Some weeks ago, my husband and I were walking to church when we observed a peculiar scene: a man in a white Mercedes paused at a stop sign, blaring his horn and yelling at a couple in the car in front. Unwilling to let this man's impatience disrupt Sunday worshipers, my husband approached the man in the car and demanded he hush. Of course, the curmudgeon turned his ire on us, telling us precisely whose business we could mind. But he did stop honking.
It's easy to imagine a similar scene occuring in an episode of Curb Your Enthusiasm, of which its tenth season debuted last week. Everyone's favorite misanthrope, Larry David, certainly would have likely been a bit more invective than my husband in scolding the stop sign offender, but such incidents make for good—if slightly awkward—television.
But with a more critical watch, "Curb" is good for more than just a laugh. It unmasks something crucial in our society: Our desperate need for accountability.
A recurring scene in "Curb" involves LD confronting a person for something selfish—someone cutting in line at a buffet or taking up two parking spaces. He's become famous for giving voice to what viewers are thinking. Often, bystanders in the show come to LD's defense, affirming the reprimand of the selfish citizen.
There are some superficial similarities between the way that Larry David operates and the soft, overly-sensitive culture that has sprung up these days as a result of leftist relativism. You might even call Larry a sort of "social justice warrior," though one with a very particular definition of both "social" and "justice."
But there are crucial differences at play.

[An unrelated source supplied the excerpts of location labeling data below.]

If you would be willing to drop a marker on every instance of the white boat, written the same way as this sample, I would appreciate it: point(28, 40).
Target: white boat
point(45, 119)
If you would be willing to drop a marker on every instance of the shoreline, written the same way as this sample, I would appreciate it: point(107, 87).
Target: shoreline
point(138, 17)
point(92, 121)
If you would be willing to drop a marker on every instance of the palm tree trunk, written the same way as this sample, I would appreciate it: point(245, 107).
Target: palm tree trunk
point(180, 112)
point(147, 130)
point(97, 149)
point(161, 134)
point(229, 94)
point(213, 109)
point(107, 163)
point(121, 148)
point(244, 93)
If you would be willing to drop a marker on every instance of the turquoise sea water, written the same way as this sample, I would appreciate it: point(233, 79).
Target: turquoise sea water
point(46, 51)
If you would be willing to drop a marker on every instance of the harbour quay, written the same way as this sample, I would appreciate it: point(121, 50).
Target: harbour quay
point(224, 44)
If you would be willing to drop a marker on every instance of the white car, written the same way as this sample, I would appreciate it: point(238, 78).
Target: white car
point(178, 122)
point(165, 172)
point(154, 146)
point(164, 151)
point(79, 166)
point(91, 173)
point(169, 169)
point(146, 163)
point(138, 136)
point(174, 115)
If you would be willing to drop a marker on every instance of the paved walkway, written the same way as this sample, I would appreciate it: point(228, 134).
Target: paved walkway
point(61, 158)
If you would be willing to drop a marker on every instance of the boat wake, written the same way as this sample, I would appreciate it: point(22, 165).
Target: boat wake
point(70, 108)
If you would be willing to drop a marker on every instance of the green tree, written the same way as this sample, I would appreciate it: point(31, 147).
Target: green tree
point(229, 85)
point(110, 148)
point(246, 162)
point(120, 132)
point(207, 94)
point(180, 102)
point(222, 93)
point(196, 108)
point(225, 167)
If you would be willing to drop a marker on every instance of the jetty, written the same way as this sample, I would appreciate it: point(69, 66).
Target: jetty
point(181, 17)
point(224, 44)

David is a staunch defender of near-universally accepted norms of etiquette that affect people on a day-to-day basis. The principles he invokes are not about controversial and divisive political ideals, but rather, he usually confronts someone because their selfishness has inconvenienced others in a practical way. His call-outs aren't empty posturing about social politics or a signal to his friends of his self-awareness. He just doesn't like thoughtlessness, and none of us should.
He just doesn't like thoughtlessness, and none of us should.
Unlike the knights of social justice raging on Twitter today, Larry David's confrontations are nearly always in-person, too, which is better for the simple reason that face-to-face scoldings are less likely to happen. The transactions costs are far lower in shooting off a sarcastic tweet than in confronting a real person in the street. So, then, they're much more likely to happen only when they're warranted—not at slight and unforeseeable offenses.
It seems that while the angry and political get caught up in the outrage mob, we've forgotten all about the most basic niceties that come with being human. We have lost an important respect of the social infrastructure we erected in order to co-exist in the first place. It's worn down our own understandings of what is necessary to live together in community. The result is a much more fraught society that makes living together unnecessarily difficult. It's not surprising that, as a people, we are rather divided.
We're forever trying to rid ourselves of the concept of "norms," but cultures throughout time and place have had them for a reason. Of course, the mere existence of norms has never been enough to stop people from breaking them. When we do shrug them off, we do so for bad yet widely-accepted reasons. We break them to make a political statement, such as women forgoing bras in the name of social and gender equality. We break them because our selfish impulses overpower our desire to maintain conscientiousness behavior. (We're rude to a cashier because we're having a bad day or we fail to hold the door open for the woman behind us at the cafe because we're too busy thinking about work.) And, ultimately, we do these things because we know that selfishness is the way of our world—and we'll encounter no objection.
But we need objections from real people, because we ought to be taken to task when we're actively squashing the community we so desperately need.
That kind of accountability doesn't need to come from our formal institutions. Yes, our federal, state, and local governments were established to limit the negative consequences of people's selfishness. Our formal institutions protect us from, and deter, thieves who might want to rob us and companies who might want to defraud us.
Larry David, though neurotic and obsessive compulsive, is on to something.
Yet formal institutions alone are insufficient for a fully flourishing society, because they only address the most egregious examples of human selfishness. Informal institutions and norms, then, ought to take care of the rest. And that's the way we want it keep it, lest we bring upon ourselves something akin to China's horrifying Social Credit system. An acerbic Larry David-type is infinitely preferable.
We are individuals, but we're more than that. We're people who need other people, and when we shirk our duty to customs, norms, and basic human kindness, we're insisting we don't. Though if we're to find community once more, we need to take each other to task—not for microaggressions, but, rather, for forgetting we're not islands. Community is equal parts building up when deserved and tearing down when needed.
Larry David, though neurotic and obsessive compulsive, is on to something. Instead of just chuckling at his ridiculous antics, perhaps we should all be taking notes instead.